Well, not merely generic Hispanic ghettoes: *Cuban* ones. Remember: Miami as the de facto parking spot for Castro refugees.

And given how Miami-Dade has something of a "unigovernment" now, I'm not even sure if the suburbs are excluded--besides, some of them, such as Hialeah, are even *more* HispanoCubified...

It's not *just* Cuban ghettoes, though that is the largest group...there must be Little Nicaraguas, Petit Haitis, etc.

Yes, Miami + suburbs has less foreign-born than Toronto + suburbs, using 2000/2001 census data, at least...I remember crunching the numbers at least once on a forum thread years back. I didn't mean to imply that the suburbs are 100% apple pie Americans, but the % does drop more than in Toronto's suburbs (esp. Mississauga, Brampton, Richmond Hill, and Markham).
 
The reason I bring up the issue of harmony is that we seem to wear the badge of multi-culturalism as a status symbol as if shear numbers equate to "better" on a quantitative scale. But having different people living in the same city who hate each other or who are involved in simmering sectarian or racial or class struggle is a horrible thing. What I mean is that diversity doesn't necessarily equate with good. The fact that astonishing numbers of people here do equate it with good is more significant and important than anything else.

The reason I brought up the concepts of geographic and demographic luck is that I think there is a sentiment out there that there is something superior about the Canadian character that warms us to the notion of diversity. This may or may not have some points but I think it is dangerous thinking. While our approval of diversity is I believe now generally accepted in public opinion at least in the GTA I believe the reasons for this are actually circumstantial and we shouldn't assume it isn't transient.
 
My mom came to Canada in 1967 from Trinidad as a 26 Year old!!!

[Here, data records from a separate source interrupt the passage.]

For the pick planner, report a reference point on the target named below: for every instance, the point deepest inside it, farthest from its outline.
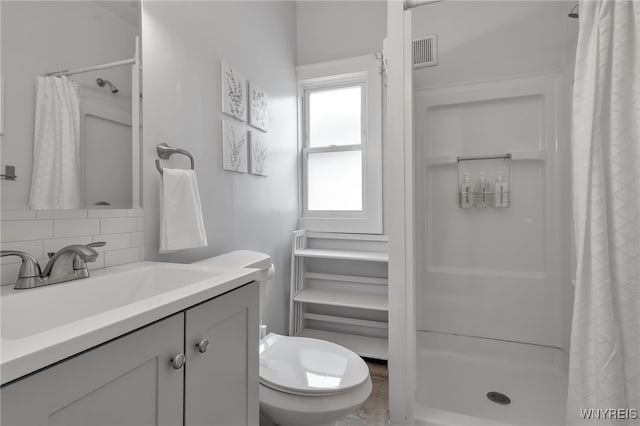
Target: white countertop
(44, 325)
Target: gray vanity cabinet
(222, 382)
(131, 381)
(125, 382)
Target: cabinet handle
(202, 345)
(178, 361)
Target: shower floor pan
(455, 373)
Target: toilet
(303, 381)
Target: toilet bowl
(309, 381)
(303, 381)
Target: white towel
(55, 177)
(181, 224)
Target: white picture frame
(258, 108)
(234, 147)
(234, 92)
(258, 153)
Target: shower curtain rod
(409, 4)
(93, 68)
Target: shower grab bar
(165, 151)
(506, 156)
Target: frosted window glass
(335, 117)
(335, 181)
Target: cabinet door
(128, 381)
(222, 383)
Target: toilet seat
(309, 367)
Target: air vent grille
(425, 51)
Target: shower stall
(491, 131)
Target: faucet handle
(79, 263)
(30, 267)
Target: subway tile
(120, 257)
(135, 212)
(114, 241)
(137, 239)
(107, 213)
(34, 248)
(53, 245)
(61, 214)
(117, 225)
(25, 230)
(75, 227)
(17, 214)
(98, 264)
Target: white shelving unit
(339, 290)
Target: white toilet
(302, 381)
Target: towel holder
(165, 151)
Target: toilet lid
(303, 366)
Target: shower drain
(499, 398)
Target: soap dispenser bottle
(466, 192)
(501, 191)
(481, 196)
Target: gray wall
(486, 40)
(330, 30)
(183, 43)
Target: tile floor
(375, 410)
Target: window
(340, 141)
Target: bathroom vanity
(142, 344)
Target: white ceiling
(127, 10)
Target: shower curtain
(605, 342)
(55, 177)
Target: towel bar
(165, 151)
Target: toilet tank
(243, 259)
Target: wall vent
(425, 51)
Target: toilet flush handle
(202, 345)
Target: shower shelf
(346, 299)
(350, 308)
(344, 255)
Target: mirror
(78, 129)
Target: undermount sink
(44, 308)
(44, 325)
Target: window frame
(361, 71)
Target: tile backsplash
(39, 232)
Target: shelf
(370, 256)
(369, 347)
(346, 278)
(344, 320)
(350, 237)
(345, 299)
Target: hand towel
(181, 223)
(55, 177)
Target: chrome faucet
(67, 264)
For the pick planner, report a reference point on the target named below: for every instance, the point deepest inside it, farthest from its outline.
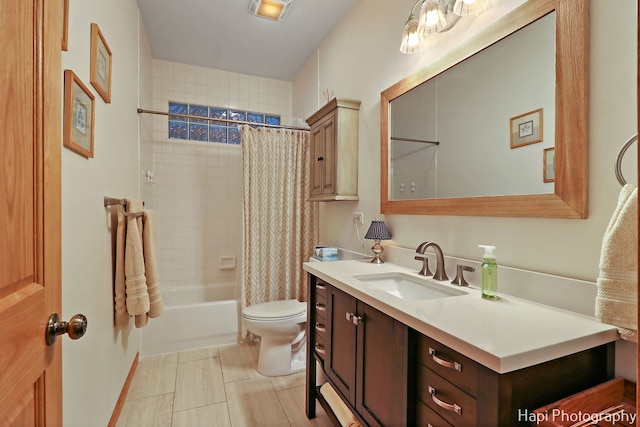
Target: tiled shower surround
(196, 189)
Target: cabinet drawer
(450, 402)
(427, 417)
(319, 346)
(320, 289)
(449, 364)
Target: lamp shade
(378, 231)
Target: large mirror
(497, 128)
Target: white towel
(617, 297)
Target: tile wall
(196, 189)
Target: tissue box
(325, 253)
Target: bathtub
(193, 317)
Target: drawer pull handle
(444, 405)
(354, 318)
(445, 363)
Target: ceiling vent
(270, 9)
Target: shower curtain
(279, 221)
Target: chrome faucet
(440, 274)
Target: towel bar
(110, 201)
(623, 150)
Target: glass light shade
(432, 19)
(468, 7)
(410, 36)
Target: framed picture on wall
(100, 69)
(79, 115)
(549, 165)
(65, 24)
(526, 128)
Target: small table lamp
(377, 231)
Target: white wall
(95, 367)
(571, 248)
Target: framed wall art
(549, 165)
(79, 115)
(100, 69)
(526, 128)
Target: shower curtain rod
(188, 116)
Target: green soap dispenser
(489, 273)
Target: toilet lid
(275, 309)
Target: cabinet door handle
(444, 405)
(445, 363)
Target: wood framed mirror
(569, 196)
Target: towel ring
(623, 150)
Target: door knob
(75, 327)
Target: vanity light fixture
(436, 16)
(270, 9)
(377, 231)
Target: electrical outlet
(358, 217)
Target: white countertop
(504, 335)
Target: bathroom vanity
(401, 349)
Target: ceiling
(222, 34)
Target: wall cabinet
(334, 151)
(391, 375)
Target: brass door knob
(75, 327)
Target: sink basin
(404, 286)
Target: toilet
(281, 326)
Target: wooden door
(341, 343)
(30, 262)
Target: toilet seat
(275, 310)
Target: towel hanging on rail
(617, 295)
(137, 292)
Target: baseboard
(123, 394)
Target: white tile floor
(211, 387)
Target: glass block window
(194, 129)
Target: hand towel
(341, 411)
(120, 295)
(617, 296)
(150, 265)
(135, 280)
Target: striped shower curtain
(279, 221)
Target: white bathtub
(193, 317)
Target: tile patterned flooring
(211, 387)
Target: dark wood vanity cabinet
(391, 375)
(453, 390)
(365, 358)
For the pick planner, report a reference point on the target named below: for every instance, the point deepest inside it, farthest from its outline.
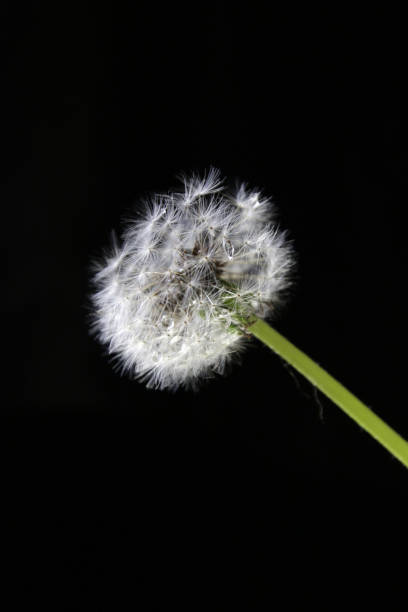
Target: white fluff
(170, 300)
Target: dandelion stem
(352, 406)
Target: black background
(254, 479)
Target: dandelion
(194, 277)
(170, 301)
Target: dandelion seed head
(169, 302)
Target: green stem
(352, 406)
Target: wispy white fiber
(170, 299)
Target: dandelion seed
(168, 302)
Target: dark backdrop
(256, 469)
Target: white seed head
(170, 301)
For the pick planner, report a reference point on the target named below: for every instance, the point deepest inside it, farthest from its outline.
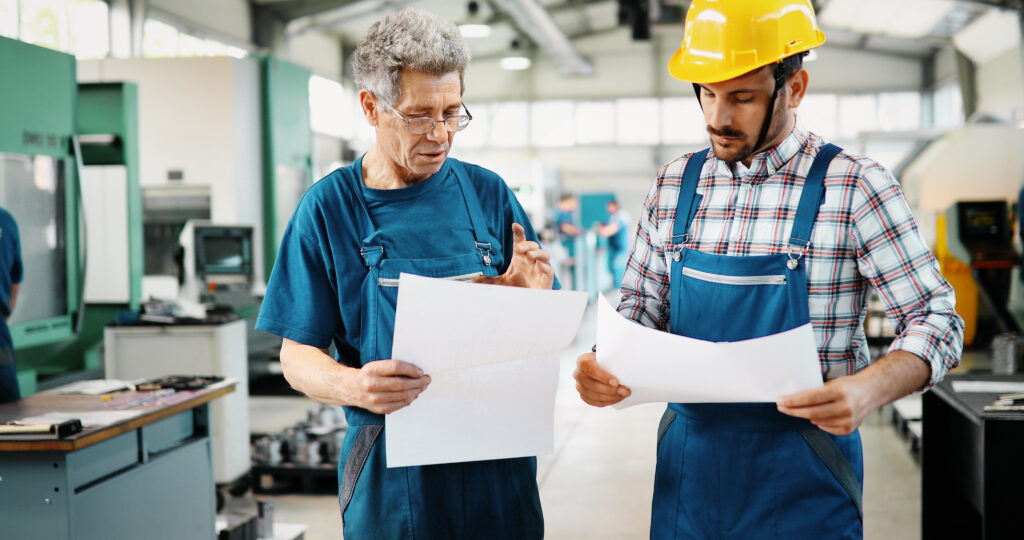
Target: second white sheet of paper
(492, 354)
(662, 367)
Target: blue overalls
(484, 499)
(745, 470)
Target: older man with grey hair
(403, 206)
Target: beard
(741, 146)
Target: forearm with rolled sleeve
(893, 256)
(645, 284)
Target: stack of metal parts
(314, 442)
(1007, 351)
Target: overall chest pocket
(393, 282)
(723, 279)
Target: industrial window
(637, 121)
(89, 29)
(509, 124)
(44, 23)
(682, 121)
(162, 39)
(552, 123)
(78, 27)
(819, 113)
(595, 122)
(857, 114)
(948, 106)
(159, 39)
(332, 108)
(899, 111)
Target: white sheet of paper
(987, 386)
(492, 354)
(663, 367)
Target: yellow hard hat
(723, 39)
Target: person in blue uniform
(567, 231)
(616, 230)
(403, 207)
(10, 277)
(769, 230)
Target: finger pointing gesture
(529, 266)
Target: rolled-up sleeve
(893, 256)
(645, 284)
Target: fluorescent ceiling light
(989, 36)
(905, 18)
(474, 31)
(515, 63)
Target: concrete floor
(598, 483)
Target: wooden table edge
(71, 445)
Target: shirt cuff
(295, 334)
(925, 346)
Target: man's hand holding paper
(654, 366)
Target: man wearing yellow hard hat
(768, 230)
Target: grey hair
(411, 39)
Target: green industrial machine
(288, 167)
(39, 184)
(58, 142)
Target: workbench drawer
(102, 459)
(161, 435)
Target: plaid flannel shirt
(864, 237)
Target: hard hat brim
(692, 68)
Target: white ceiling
(848, 24)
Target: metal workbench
(148, 476)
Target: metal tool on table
(62, 429)
(1007, 403)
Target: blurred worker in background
(616, 230)
(402, 207)
(770, 230)
(567, 230)
(10, 276)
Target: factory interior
(153, 155)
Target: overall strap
(810, 199)
(687, 191)
(481, 236)
(372, 245)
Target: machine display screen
(223, 253)
(983, 221)
(32, 190)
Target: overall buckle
(794, 261)
(484, 249)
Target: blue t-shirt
(10, 271)
(313, 295)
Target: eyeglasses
(425, 124)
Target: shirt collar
(766, 163)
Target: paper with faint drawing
(492, 354)
(663, 367)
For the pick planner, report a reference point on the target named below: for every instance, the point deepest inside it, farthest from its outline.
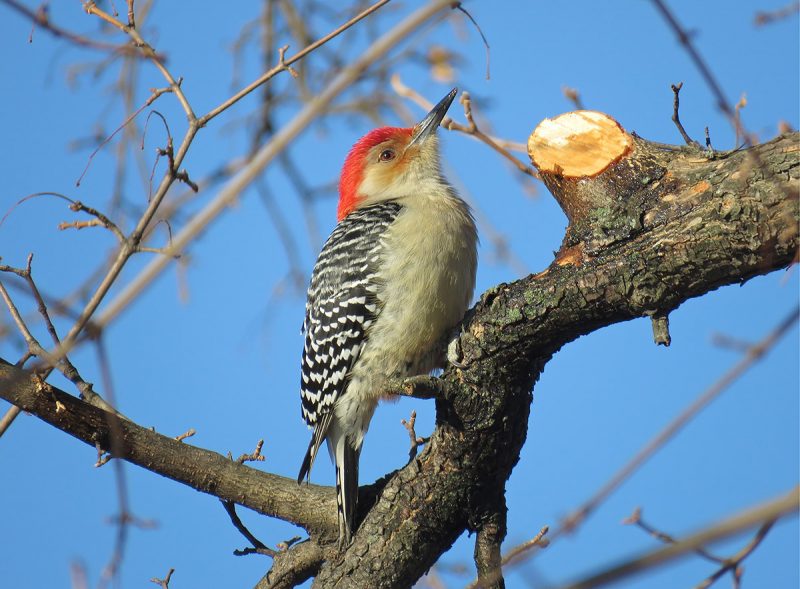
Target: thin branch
(759, 515)
(284, 64)
(636, 519)
(753, 355)
(266, 154)
(676, 101)
(164, 583)
(763, 17)
(412, 435)
(501, 146)
(41, 18)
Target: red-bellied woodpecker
(392, 281)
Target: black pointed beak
(427, 126)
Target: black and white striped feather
(341, 306)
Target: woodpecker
(391, 283)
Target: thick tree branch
(652, 228)
(310, 506)
(678, 226)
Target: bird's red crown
(353, 170)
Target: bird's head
(392, 162)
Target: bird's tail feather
(346, 458)
(320, 432)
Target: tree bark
(656, 226)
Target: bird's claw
(454, 354)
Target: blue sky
(224, 359)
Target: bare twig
(733, 563)
(763, 17)
(757, 516)
(480, 32)
(284, 64)
(412, 435)
(255, 456)
(163, 583)
(540, 540)
(41, 18)
(573, 96)
(636, 519)
(187, 434)
(755, 353)
(258, 546)
(676, 101)
(266, 154)
(501, 146)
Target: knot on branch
(600, 174)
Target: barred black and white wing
(340, 308)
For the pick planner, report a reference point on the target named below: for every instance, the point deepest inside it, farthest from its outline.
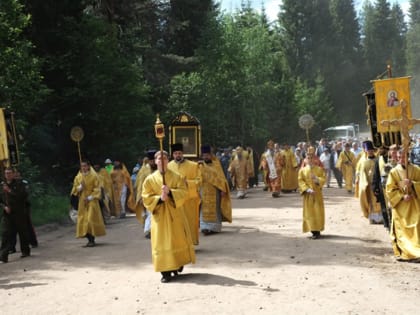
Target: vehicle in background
(349, 132)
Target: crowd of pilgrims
(159, 185)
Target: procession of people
(175, 198)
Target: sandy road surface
(259, 264)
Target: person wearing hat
(272, 163)
(164, 194)
(403, 191)
(239, 171)
(191, 172)
(311, 179)
(371, 208)
(346, 163)
(290, 170)
(415, 153)
(109, 166)
(142, 215)
(383, 165)
(86, 186)
(215, 205)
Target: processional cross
(404, 123)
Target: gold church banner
(388, 96)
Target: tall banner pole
(77, 134)
(160, 134)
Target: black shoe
(315, 235)
(166, 277)
(4, 258)
(91, 244)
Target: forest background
(110, 66)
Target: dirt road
(259, 264)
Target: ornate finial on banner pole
(77, 134)
(160, 134)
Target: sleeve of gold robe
(393, 191)
(76, 183)
(195, 183)
(179, 191)
(303, 185)
(96, 192)
(213, 177)
(150, 194)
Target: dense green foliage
(110, 66)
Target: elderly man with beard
(190, 171)
(272, 163)
(370, 206)
(240, 171)
(311, 178)
(215, 195)
(164, 194)
(86, 187)
(403, 191)
(142, 215)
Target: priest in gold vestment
(87, 188)
(164, 194)
(272, 162)
(369, 204)
(190, 171)
(239, 170)
(290, 170)
(346, 163)
(142, 215)
(403, 194)
(215, 195)
(311, 178)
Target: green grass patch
(50, 209)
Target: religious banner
(388, 96)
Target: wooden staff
(77, 134)
(160, 134)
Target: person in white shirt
(325, 160)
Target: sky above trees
(272, 6)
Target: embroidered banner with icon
(388, 96)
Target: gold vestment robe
(405, 226)
(240, 172)
(367, 198)
(290, 171)
(313, 204)
(190, 171)
(170, 234)
(89, 216)
(346, 163)
(213, 182)
(145, 171)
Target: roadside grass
(49, 209)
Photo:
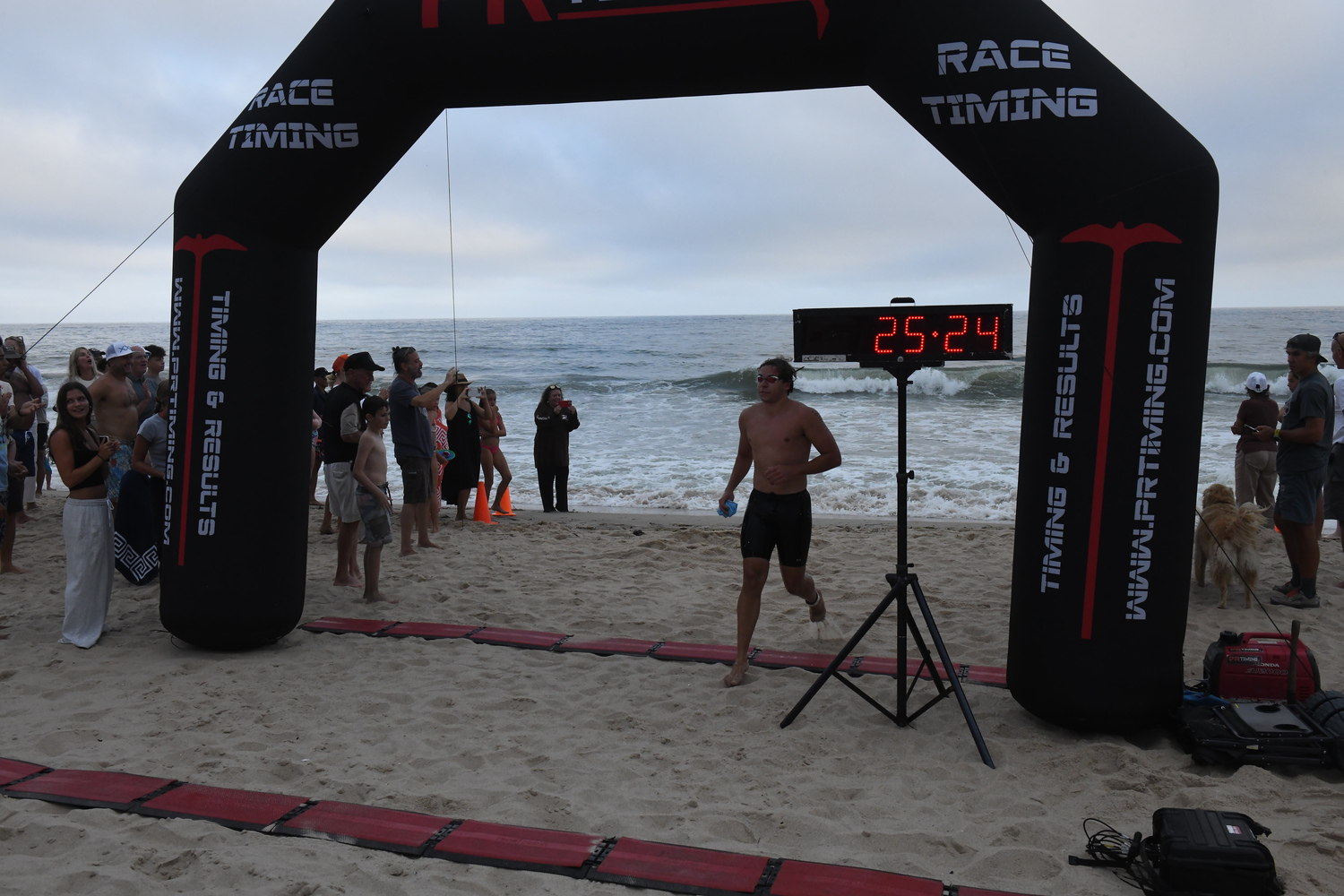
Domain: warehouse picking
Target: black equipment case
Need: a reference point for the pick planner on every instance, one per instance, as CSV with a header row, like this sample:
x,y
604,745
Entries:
x,y
1258,734
1201,850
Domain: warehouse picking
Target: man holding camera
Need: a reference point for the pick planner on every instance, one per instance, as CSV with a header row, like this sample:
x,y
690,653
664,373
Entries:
x,y
13,417
27,387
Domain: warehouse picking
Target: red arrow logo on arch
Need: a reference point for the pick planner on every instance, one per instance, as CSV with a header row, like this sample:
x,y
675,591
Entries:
x,y
1120,241
198,246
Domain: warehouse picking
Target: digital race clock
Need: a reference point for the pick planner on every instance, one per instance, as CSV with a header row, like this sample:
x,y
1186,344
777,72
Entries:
x,y
890,336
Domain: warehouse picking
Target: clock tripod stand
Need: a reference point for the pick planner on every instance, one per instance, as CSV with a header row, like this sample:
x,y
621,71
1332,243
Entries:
x,y
902,584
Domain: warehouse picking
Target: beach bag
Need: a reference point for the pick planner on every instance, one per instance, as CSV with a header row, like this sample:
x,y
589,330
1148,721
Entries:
x,y
134,543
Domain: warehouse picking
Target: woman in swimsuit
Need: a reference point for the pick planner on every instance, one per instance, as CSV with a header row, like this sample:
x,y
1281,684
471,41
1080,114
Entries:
x,y
492,458
81,457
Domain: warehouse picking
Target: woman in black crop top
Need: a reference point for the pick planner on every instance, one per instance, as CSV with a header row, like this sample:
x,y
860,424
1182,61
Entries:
x,y
82,462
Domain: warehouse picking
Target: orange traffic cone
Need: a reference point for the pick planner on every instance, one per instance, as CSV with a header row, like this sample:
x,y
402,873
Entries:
x,y
483,505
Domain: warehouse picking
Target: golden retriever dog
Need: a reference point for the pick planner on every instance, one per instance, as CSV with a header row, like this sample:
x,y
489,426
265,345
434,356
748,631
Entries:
x,y
1236,528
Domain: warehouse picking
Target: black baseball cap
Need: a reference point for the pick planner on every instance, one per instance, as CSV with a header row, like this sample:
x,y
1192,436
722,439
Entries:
x,y
1308,344
365,362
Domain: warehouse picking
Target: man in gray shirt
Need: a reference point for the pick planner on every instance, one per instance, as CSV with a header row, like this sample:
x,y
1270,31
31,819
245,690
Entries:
x,y
1304,449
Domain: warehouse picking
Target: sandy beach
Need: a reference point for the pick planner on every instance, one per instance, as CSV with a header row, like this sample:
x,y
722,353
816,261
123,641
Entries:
x,y
612,745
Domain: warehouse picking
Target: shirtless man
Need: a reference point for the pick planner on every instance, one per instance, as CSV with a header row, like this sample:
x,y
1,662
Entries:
x,y
117,409
777,437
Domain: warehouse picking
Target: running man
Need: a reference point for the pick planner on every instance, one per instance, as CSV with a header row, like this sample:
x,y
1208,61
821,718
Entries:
x,y
777,437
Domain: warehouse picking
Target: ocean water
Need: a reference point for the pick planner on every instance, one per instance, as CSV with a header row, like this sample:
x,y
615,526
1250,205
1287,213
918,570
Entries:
x,y
659,400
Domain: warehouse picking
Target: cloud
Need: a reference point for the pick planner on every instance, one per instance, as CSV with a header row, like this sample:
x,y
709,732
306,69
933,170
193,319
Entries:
x,y
711,204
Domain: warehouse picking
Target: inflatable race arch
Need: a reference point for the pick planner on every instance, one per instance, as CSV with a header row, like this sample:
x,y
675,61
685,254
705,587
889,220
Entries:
x,y
1120,201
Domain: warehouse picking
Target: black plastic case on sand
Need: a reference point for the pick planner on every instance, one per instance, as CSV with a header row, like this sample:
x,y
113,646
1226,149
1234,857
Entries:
x,y
1212,852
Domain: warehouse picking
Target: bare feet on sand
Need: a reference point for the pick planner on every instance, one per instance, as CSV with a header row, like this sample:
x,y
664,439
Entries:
x,y
736,676
816,608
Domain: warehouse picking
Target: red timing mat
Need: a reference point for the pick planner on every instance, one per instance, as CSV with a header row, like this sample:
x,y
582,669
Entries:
x,y
607,646
13,770
788,659
696,651
637,863
338,625
988,676
644,864
892,667
519,637
91,788
508,847
370,826
809,879
427,630
241,809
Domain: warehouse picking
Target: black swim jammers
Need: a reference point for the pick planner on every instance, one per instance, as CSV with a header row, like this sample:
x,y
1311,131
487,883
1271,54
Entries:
x,y
777,520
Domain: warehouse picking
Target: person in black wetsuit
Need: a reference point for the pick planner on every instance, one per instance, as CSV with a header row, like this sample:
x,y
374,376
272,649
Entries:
x,y
556,419
464,440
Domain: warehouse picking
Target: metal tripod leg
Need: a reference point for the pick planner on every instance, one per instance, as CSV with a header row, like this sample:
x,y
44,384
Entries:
x,y
840,657
906,624
952,675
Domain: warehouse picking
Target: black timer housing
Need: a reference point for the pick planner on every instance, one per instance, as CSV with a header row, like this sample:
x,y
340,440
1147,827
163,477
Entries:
x,y
884,336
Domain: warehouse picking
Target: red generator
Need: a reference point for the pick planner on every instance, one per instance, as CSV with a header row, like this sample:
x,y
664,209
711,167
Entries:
x,y
1253,665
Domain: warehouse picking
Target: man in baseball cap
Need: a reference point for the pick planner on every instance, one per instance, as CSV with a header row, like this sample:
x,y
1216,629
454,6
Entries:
x,y
117,410
1254,461
1304,447
340,445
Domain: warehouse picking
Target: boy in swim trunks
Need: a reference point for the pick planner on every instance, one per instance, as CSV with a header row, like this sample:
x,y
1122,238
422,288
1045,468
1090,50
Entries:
x,y
371,495
776,437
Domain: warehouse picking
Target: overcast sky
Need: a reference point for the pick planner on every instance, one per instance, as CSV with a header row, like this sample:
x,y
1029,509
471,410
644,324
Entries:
x,y
723,204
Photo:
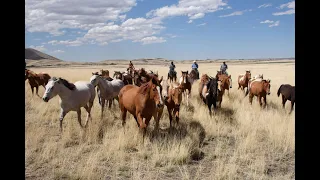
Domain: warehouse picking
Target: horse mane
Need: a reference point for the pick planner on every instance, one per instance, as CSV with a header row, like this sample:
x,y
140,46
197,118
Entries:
x,y
69,85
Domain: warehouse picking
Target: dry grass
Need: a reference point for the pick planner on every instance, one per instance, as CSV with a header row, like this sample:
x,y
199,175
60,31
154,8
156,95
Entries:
x,y
239,142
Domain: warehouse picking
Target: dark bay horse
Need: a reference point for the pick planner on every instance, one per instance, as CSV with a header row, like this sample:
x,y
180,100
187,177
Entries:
x,y
142,102
243,80
172,95
36,80
287,93
209,94
260,89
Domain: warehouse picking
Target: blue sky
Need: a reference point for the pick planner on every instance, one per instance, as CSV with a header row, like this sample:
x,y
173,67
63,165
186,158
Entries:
x,y
96,30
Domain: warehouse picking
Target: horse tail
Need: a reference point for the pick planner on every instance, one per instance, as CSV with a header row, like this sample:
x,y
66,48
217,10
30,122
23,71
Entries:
x,y
278,93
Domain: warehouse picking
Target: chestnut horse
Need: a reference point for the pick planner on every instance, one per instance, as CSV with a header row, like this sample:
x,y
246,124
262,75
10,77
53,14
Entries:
x,y
260,89
172,95
287,93
243,80
36,80
186,83
141,102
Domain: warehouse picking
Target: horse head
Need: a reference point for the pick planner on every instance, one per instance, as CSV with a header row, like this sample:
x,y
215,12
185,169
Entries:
x,y
267,86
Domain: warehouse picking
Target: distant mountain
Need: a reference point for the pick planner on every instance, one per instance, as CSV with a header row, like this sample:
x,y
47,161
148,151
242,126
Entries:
x,y
33,54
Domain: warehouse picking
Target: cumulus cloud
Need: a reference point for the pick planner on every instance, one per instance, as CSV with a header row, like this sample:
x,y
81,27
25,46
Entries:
x,y
265,5
58,51
39,48
266,21
53,15
274,24
203,24
194,9
290,6
236,13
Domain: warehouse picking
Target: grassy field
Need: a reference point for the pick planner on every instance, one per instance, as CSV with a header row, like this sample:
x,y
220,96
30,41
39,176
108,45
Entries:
x,y
239,142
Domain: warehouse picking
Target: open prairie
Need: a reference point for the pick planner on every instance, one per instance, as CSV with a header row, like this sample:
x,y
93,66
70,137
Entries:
x,y
239,142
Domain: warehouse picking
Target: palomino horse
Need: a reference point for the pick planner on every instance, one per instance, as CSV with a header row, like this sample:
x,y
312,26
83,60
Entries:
x,y
141,102
36,80
260,89
243,80
172,95
287,93
126,78
186,83
209,94
72,97
108,89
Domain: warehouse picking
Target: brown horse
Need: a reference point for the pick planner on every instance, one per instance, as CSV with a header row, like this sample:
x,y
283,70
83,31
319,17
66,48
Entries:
x,y
260,89
126,78
172,95
186,83
141,102
243,80
287,93
36,80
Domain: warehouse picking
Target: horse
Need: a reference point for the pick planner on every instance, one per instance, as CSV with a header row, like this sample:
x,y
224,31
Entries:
x,y
243,80
210,93
287,93
260,89
258,77
141,102
108,89
172,95
172,76
36,80
72,97
186,83
126,78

Canada needs more Trinidadians!!!!!!

Trinidadians are very cool and stylish. Lots of gold, gold rings, gold chains, gold earings, gold necklaces, gold rims, gold trimmed kleenex holders, gold eye glasses, gold belt buckles, gold braclets, etc, etc,

Hot Trinidadians!! (please)
 
It's not *just* Cuban ghettoes, though that is the largest group...there must be Little Nicaraguas, Petit Haitis, etc.

Yes, Miami + suburbs has less foreign-born than Toronto + suburbs, using 2000/2001 census data, at least...I remember crunching the numbers at least once on a forum thread years back. I didn't mean to imply that the suburbs are 100% apple pie Americans, but the % does drop more than in Toronto's suburbs (esp. Mississauga, Brampton, Richmond Hill, and Markham).

The US census bureau has also changed the definition for the Miami metro area. It used to be Miami/Dade (where a majority probably is foreign born) but now it stretches up to Palm Beach.

All in all though whether the % in Miami is slightly higher or slightly lower than Toronto isn't really the main question. Miami's immigrant population is still dominated by a few communities (Cubans, Haitians and a few others). In Toronto (and New York) no group dominates.

ETA: http://www.afsc.org/miami/documents/census.pdf

Miami-Dade is 51% foreign born in 2000, with 93% born in Latin America and the Caribbean. Spanish speakers outnumber English speakers by a 2-1 margin. Obviously the foreign born would drop significantly if Fort Lauderdale and Palm Beach were added.